Der Tatbestand liegt vor, wenn die Leistung haushaltsbezogen, tatsächlich erbracht und unbar abgerechnet ist. Erfasst sind Pflege-, Betreuungs- und Handwerkerleistungen, soweit sie dem laufenden Haushalt dienen.

Die Leistungserbringung muss räumlich dem Haushalt zugeordnet und dem Steuerpflichtigen wirtschaftlich zuzurechnen sein. Begünstigt sind ausschließlich Arbeitskosten, nicht jedoch Material- oder Warenanteile der Rechnung.

Rechtsgrundlage ist insbesondere:

  • § 35a Einkommensteuergesetz (EStG)

Dieser sieht eine unmittelbare Steuerermäßigung vor. Haushaltsnahe Dienstleistungen begründen keinen Werbungskostenabzug oder Betriebsausgabenabzug außerhalb des § 35a EStG.

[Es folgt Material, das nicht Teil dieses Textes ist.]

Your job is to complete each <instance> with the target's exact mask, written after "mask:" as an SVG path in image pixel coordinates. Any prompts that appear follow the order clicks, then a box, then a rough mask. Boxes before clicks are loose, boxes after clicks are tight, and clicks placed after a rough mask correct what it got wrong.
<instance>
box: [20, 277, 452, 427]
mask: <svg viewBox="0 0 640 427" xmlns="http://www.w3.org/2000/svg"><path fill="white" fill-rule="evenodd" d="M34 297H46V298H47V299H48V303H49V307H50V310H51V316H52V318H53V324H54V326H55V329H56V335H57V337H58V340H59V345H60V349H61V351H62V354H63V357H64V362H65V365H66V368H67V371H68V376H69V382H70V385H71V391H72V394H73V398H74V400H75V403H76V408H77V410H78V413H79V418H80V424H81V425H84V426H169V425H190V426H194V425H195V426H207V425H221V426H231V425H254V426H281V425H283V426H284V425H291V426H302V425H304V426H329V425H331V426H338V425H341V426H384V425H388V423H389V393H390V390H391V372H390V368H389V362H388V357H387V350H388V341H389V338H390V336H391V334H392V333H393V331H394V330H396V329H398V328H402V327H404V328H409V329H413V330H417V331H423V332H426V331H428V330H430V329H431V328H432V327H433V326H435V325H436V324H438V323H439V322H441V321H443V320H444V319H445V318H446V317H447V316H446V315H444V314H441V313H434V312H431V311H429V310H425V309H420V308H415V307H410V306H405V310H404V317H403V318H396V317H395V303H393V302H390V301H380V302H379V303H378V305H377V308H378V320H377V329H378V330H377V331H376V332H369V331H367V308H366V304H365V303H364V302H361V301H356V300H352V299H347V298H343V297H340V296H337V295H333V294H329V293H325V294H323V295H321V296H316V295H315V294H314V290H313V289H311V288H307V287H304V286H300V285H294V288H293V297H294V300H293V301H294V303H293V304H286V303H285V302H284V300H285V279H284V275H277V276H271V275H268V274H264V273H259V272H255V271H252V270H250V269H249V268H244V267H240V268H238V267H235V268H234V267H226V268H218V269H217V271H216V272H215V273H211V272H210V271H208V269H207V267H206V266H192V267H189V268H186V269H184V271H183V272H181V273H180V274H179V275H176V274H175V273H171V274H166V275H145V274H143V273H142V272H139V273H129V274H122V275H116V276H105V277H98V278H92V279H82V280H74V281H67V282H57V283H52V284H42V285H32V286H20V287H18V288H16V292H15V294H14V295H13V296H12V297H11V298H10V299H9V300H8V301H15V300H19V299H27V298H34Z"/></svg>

Abzugrenzen sind sie vom haushaltsnahen Beschäftigungsverhältnis durch das Fehlen eines Arbeitsvertrags. Die steuerliche Berücksichtigung ist betragsmäßig begrenzt und an formelle Nachweise geknüpft.

In der Praxis strukturieren haushaltsnahe Dienstleistungen die steuerliche Behandlung privater Unterstützungsleistungen im Haushalt systematisch.